The kind, wise teacher told me to keep persisting with the one-toy policy. And she said to take away any toys that weren’t put away at the end of the day. I won’t lie: At first I thought that was cruel. Why would I do that to my sweet little three-year-old?
But I’m learning that nothing works so well as natural consequences when trying to set expectations. I held out on taking away the toys, and try as I might, the one toy at a time policy just didn’t click. So I caved and took away the toys at the end of one day, and sure enough, my son definitely noticed the next day. A few more instances later, the concept of cleaning up his toys finally hit home. Sure, he still needs reminders, and it helps that I compare the expectations at home to those at school. But he knows the rules and why he should stick to them.
I explain that if he takes out too many toys at a time, he gets overwhelmed and it’s harder to clean up. So I take the toys away not to be mean, but to ensure he has less to clean next time around. It’s logic he can understand, but it comes with results he doesn’t like, so the little guy makes an effort to contain his mess.
4. Make Them Love Their Environment
I don’t know about you, but when I don’t care much about something, I am naturally not as interested to maintain or improve it. It’s not a trait I’m especially proud of, but it’s one we all share. Little kids have it in spades.
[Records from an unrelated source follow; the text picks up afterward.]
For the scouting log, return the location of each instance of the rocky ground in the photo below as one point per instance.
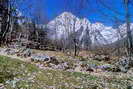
(37, 69)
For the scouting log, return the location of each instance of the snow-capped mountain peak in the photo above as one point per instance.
(95, 33)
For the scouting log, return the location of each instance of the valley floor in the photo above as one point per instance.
(21, 73)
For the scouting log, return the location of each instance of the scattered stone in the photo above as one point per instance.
(40, 58)
(123, 64)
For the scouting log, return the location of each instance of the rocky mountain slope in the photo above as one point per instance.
(94, 33)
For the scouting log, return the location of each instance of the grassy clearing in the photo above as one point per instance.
(15, 74)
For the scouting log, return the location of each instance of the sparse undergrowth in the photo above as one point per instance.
(15, 74)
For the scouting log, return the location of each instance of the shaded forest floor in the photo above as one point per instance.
(22, 73)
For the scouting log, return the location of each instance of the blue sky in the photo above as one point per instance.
(94, 10)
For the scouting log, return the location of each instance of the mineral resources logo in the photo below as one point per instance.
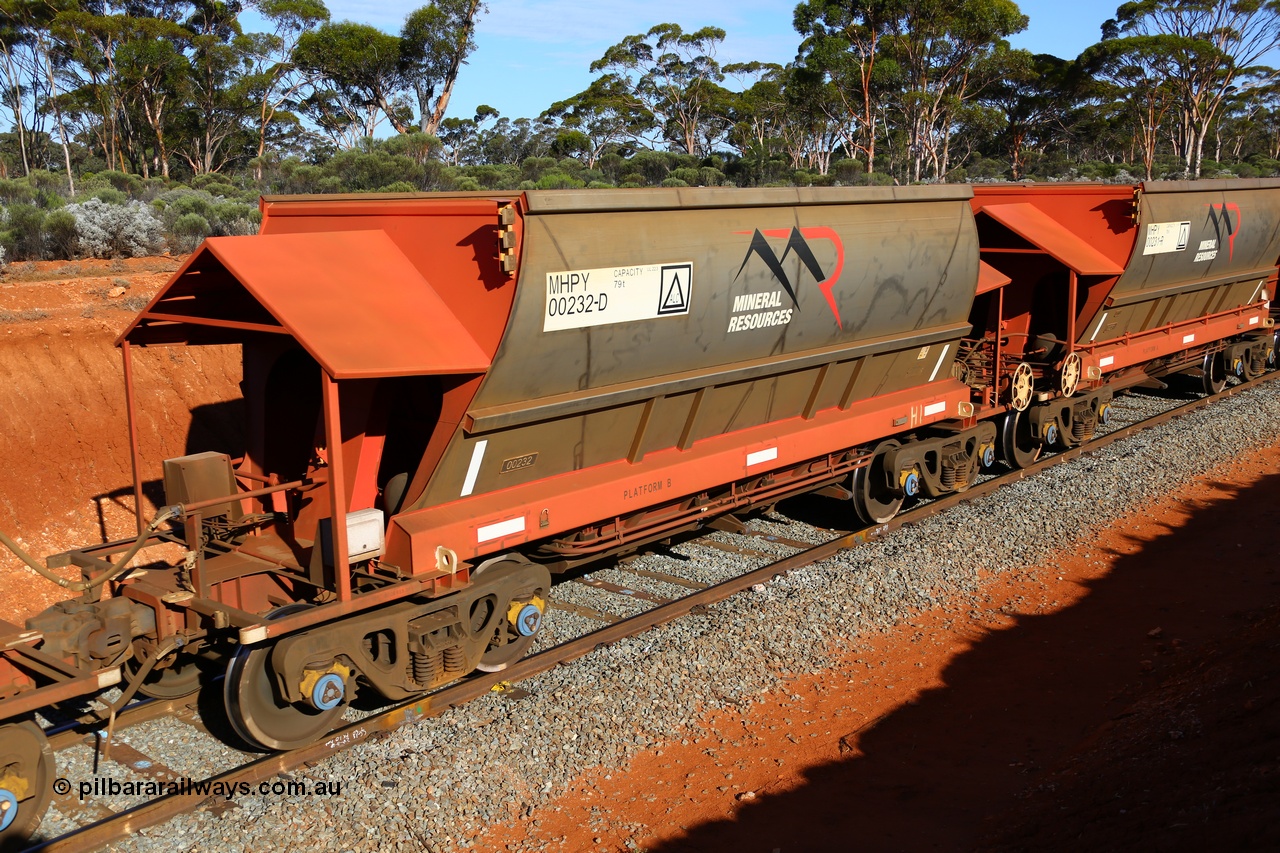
(758, 305)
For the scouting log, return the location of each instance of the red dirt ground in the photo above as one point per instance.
(1123, 697)
(64, 461)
Therefore, caring for their environment as well as for themselves needs to be taught by us parents.
The easiest way to teach a child to care about their environment is to model it for them. Prepare their environment, whether it be the kitchen, their playroom, or their bedroom. Make it neat and accessible to them, and emphasize some sort of order you both find appealing. I’m in love with these Montessori-inspired playroom setups, for example.
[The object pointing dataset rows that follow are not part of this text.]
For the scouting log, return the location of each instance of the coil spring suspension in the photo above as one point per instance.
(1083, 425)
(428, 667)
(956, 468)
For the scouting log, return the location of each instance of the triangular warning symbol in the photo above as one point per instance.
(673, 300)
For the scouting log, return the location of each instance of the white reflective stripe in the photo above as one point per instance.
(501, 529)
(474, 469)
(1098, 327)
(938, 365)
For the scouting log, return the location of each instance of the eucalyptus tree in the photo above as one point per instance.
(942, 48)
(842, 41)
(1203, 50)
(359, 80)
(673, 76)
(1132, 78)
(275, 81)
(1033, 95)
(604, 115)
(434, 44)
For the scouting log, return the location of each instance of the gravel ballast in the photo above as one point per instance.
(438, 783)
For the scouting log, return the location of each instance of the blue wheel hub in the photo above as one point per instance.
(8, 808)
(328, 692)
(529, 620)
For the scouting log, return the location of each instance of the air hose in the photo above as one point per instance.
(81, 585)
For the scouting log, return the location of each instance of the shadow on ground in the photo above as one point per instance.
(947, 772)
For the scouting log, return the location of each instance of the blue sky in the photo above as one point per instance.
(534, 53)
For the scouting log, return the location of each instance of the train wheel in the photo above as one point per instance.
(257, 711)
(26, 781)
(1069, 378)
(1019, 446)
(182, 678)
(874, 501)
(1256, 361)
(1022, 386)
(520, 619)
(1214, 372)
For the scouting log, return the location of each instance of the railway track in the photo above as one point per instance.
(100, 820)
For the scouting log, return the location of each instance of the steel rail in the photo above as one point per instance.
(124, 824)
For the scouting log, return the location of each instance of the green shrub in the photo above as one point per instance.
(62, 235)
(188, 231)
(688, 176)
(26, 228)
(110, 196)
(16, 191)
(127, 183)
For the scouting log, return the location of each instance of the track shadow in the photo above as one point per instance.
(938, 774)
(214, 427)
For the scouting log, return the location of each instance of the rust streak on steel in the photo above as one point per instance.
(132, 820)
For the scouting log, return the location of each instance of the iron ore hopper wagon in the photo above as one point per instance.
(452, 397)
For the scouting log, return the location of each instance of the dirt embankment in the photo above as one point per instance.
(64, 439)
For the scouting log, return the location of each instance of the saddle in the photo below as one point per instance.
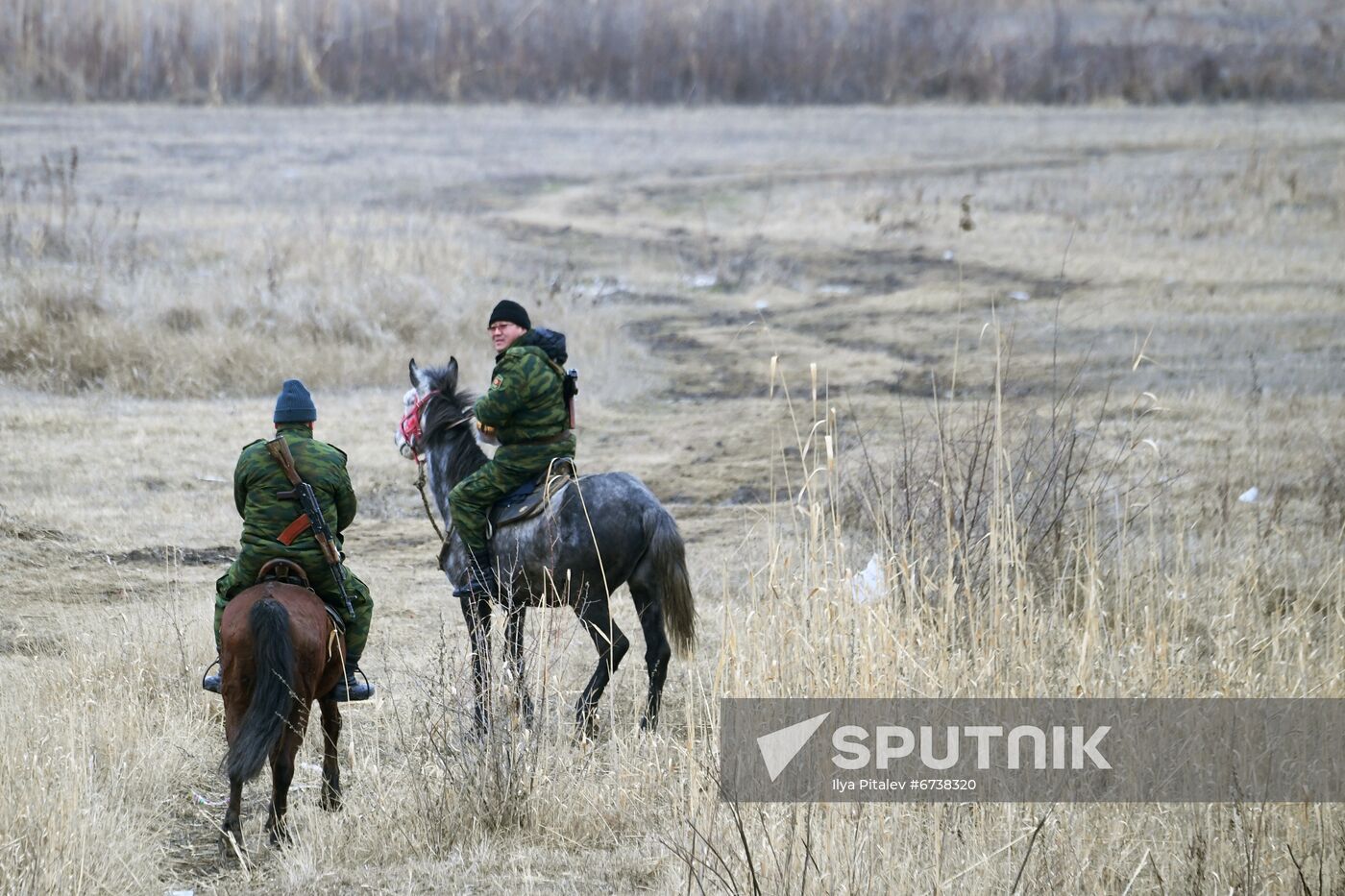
(286, 572)
(531, 496)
- Talk to your kids about how beautiful and fun their environment is. Talk about how important it is for a family to take care of their home so everyone can be comfortable and happy.
- Take on home beautification projects like gardening, polishing furniture, or even dusting. Your kids will get a kick out of these activities and their results.
- Before long, your kids will associate common house chores with aesthetic and sensory pleasure.
- And voila! They’ll look forward to keeping things tidy.
My son loved cleaning mirrors and our fridge when he was small. It yielded instant, shiny results, and he could clean them quickly enough. And a cool bonus: He learned to clean from left to right and top to bottom, which somehow helped him with the order of reading.
5. Reward Chores With Chores
Did you know that once you get your kids psyched about toddler chores, you can actually bribe them with more chores?
I’m not kidding. The household tasks you find mundane might actually be a reward for your toddlers. Here’s how:
- Figure out which toddler chores your kid loves.
- Pinpoint which ones he or she struggles with.
- Use the pleasurable chores as an incentive for doing the less fun ones.
For instance, my son still forgets to put his clothes in his hamper and clear the table after dinner. Both are things I expect of him. And I’ll admit: He still hates putting his toys away, even if he does understand why he should.
So when nothing else works, I’ll tell him that he can help with food prep if all his toys are put away. Or he can help clean a toilet if he picks up the clothes from his bedroom floor. (Yes, my kid is excited about cleaning toilets with a Clorox Toilet Wand for some reason. Weird, I know. Don’t judge.)
This way, the chores he likes become privileges, and double the chores get done. It’s a priceless tactic. Don’t ask if it works on teenagers, but it sure does on toddlers. Let’s reap the benefits while we can.
I know that involving your toddler in chores might not come easily. Giving little kids meaningful tasks requires a lot of patience and the understanding that the results won’t be perfect. But if you can appreciate that a bit more time spent now can instill lifelong healthy habits, it’s all worthwhile.